CCC Cloud Culture City
London 2014 Organic Skyscraper Competition, Special Mention

Project Team:
El Hadi Jazairy + Rania Ghosn
Shuqi He, Yu-Hsiang Lin, Jia Weng

Cloud Culture City explores the skyscraper as the form and program of an urban culture of information by deploying digital technologies and the capital of social networking to spur collaboration opportunities in the city. The project capitalizes on multiple meanings of the term “culture.” On one hand, the term perpetuates its biological significance as the cultivation of bacteria, tissue cells, etc., in an artificial medium containing nutrients, and in conditions suitable for growth. On the other hand, the modern concept of culture, as framed by Samuel von Pufendorf, “refers to all the ways in which human beings overcome their original barbarism, and through artifice, become fully human.” Culture is also big business.
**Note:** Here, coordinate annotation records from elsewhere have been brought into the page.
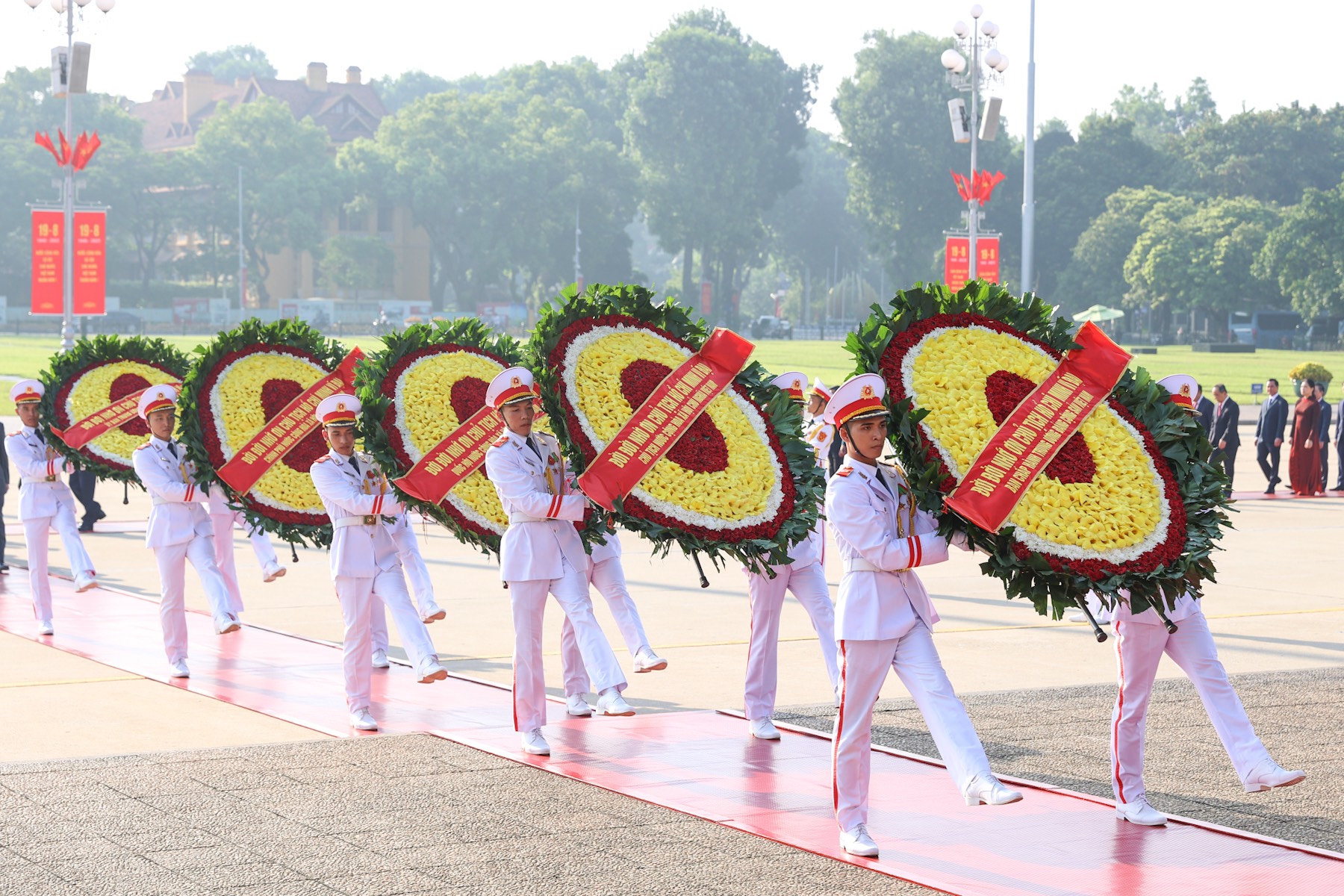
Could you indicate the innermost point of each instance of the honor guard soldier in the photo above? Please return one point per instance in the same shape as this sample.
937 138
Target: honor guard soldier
45 503
363 556
179 527
222 519
606 574
1142 638
542 554
885 618
820 435
423 588
806 579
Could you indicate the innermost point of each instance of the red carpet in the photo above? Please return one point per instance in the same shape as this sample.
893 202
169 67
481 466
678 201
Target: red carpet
702 763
It is at the root of many urban regeneration schemes that connect between cultural production, urban concentration, and the road to economic growth, all wrapped up with centers of learning, home to museums, libraries, and galleries.

Can the skyscraper operationalize its power as the symbolic artifice par excellence to programmatically intensify such culture-programs all while organically growing into the clouds and beyond, a 21st century variant of Jack and the Beanstalk? The project proposes an organic cloud city, which grows in time by aggregating different programs, forms and scales around a single vertical structure. The skyscraper is composed of two main elements: a central cruciform tower in compression and a series of peripheral tensile towers. The compression tower is the structural and mechanical core of the project. It contains elevators, stairs, mechanical rooms, shafts and storage spaces. Such liberates the tensile towers to be pure activity spaces. They are of different forms and scales and can be grouped to form larger floor plate sizes or kept independent. The flexibility of the project arises from the different floor type combination horizontally or vertically. Responding to different events in the city, floors can be added or removed as a series of prefabricated floors and partition walls and facades.

The flexible city pulls up its activities sectionally, from the Shoreditch station, through a ground level that houses the amphitheater and a neighborhood plaza, and into the cloud, offering views of the London skyline. The artifice is taken apart as it approaches the ground, until there is little solid object left. The collage of fragments appears always to be intentionally unfinished. In other words, there is no definite meaning attached to the organic skyscraper but rather a contextual currency that choreographs notions of time and space.